Deters dairy works with three active generations

Deters Dairy was established in 1895. It was set up as an LLC in 2013, with Jeff and Karen and their eldest son, Shane, and his wife, Amanda. Pictured are front row: Karen. Back row (from left): Jeff, Shane and Jeff’s dad, Bernard.

Deters Dairy was established in 1895. It was set up as an LLC in 2013, with Jeff and Karen and their eldest son, Shane, and his wife, Amanda. Pictured are front row: Karen. Back row (from left): Jeff, Shane and Jeff’s dad, Bernard.

By Jennie Zeitler
Staff Writer
jennie.zeitler@ecm-inc.com

Three generations of the Deters family keep busy with their dairy between West Union and Sauk Centre. There is always something to do with 575 cows to milk.

Jeff and Karen, along with eldest son Shane and his wife, Amanda, set up the farm operation as a limited liability company (LLC) in 2013.

“We had started to get our wills set up and do other estate planning,” Jeff said. “We work with Mike Mastey, a farm business management instructor.”

The biggest challenge that Karen noted was Jeff (who has never lived off the farm) giving up control to the LLC.

“It’s kind of complicated, understanding how the LLC works,” Karen said. “It’s making decisions by discussion, instead of just him deciding to do things.”

Amanda took over the bookkeeping and payroll and is working closely with Mastey.

The century farm was established in 1895 by Jeff’s great-grandfather and then farmed by Jeff’s grandfather, Henry.

Jeff’s father, Bernard, is still helping out on the farm, though he calls himself an “errand runner.”

“He kept farming some of the land until about 1995,” Jeff said. “Then he helped us all the time. He still does errands, some tractor driving, checks fences and tinkers with stuff.”

Jeff bought the cows from his dad in 1981. He rented the farm buildings and some of the land. He and Karen lived just across the road for their first five years of married life, then moved to the old house in 1984, after Jeff’s parents built a new home across the road.

Jeff bought the farm in 1990, and he and Karen built a new, larger house in 1994. With eight children, the room was needed.

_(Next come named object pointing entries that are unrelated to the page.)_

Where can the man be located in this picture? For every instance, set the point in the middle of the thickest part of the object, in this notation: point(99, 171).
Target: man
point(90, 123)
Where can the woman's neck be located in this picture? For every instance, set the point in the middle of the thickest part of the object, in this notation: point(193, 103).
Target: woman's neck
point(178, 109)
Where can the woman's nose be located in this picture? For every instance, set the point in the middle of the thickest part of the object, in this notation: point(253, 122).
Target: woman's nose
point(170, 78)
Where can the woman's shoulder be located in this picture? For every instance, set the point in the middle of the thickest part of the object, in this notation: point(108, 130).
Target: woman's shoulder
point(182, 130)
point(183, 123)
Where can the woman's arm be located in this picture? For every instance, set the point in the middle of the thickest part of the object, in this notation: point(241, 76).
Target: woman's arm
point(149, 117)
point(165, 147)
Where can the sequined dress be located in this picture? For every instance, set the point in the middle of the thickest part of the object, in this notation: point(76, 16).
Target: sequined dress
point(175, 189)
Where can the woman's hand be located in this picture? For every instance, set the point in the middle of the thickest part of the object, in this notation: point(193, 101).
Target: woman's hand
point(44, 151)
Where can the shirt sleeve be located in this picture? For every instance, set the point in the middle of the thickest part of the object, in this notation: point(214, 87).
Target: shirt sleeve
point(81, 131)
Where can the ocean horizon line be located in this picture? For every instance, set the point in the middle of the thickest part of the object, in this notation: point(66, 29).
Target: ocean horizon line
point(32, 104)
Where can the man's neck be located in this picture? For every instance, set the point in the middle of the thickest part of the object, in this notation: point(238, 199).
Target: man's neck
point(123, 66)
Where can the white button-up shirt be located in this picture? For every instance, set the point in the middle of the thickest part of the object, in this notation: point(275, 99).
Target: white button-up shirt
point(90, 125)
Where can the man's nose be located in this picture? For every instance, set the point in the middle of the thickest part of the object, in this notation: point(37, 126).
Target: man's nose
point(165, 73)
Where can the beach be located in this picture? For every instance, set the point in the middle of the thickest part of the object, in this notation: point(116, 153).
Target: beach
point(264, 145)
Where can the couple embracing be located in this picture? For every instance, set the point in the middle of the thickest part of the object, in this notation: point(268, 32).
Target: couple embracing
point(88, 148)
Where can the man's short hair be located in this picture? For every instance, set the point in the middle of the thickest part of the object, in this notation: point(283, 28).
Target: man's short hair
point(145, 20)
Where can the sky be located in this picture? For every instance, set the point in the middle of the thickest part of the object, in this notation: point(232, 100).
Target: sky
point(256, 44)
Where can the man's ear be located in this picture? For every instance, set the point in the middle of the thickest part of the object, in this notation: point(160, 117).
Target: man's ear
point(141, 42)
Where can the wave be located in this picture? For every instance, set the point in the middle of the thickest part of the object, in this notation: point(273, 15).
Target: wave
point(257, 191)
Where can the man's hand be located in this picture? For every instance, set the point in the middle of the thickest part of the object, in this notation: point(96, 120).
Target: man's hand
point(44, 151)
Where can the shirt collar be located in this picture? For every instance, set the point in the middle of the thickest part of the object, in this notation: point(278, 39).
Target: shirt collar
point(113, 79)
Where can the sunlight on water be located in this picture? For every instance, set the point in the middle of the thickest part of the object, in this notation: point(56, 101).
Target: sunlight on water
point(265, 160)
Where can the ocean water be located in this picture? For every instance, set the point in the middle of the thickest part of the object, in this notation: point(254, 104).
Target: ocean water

The farm’s original barn was replaced with a new barn when Jeff was 2 — a stanchion barn for 40 cows.

“When I was in sixth grade, we changed from a bucket milker to a pipeline milker,” Jeff said.

The first thing Jeff did after buying the farm was to build a silo. Next came an addition to the barn, which increased their milking capacity to 80 cows.

After renting some equipment from his dad for a number of years, Jeff started buying some of his own equipment in about 1987.

Not too long after the addition to the barn, it was remodeled for tie stalls. A few years later, the Deters started grain farming, and built the first of the grain bins.

Once Shane finished high school and his parents saw that he was truly interested in farming with them, they encouraged him to work off the farm.

“We told him he had to go work somewhere else for a while so he would know what it was like to work for someone else,” said Jeff.

“He came back here after about four months and wanted to continue farming,” said Karen. “Then he went to Ridgewater’s two-year dairy management program, with an added semester for a business degree.”

Around that time the Deters family began a major expansion that they’re still working on. In fall of 2001, they bought a new herd, bringing the number of cows being milked up to 160.

In February 2002, a new barn was completed with free stalls and by April they had purchased two more herds of cows, bringing the total to 320. They also bought 75 heifers from a different farmer.

After a couple of “miserable” years of milking by rotation, they completed their parlor transition to a double 12 parallel parlor. They had also added an office, a break room and a rest room.

“Before that, Jeff sat on a bucket with a cardboard box as a desk,” said Karen with a chuckle.

“We added to the free stall barn in 2007, and now are milking 575,” said Jeff. “We did the whole project in steps to keep the costs down.”

“I can’t imagine doing anything different,” Karen said. “It’s the best place to raise a family.”

“Ever since I was little I was a ‘cow nut,’” said Jeff. “I loved the cows and still do.”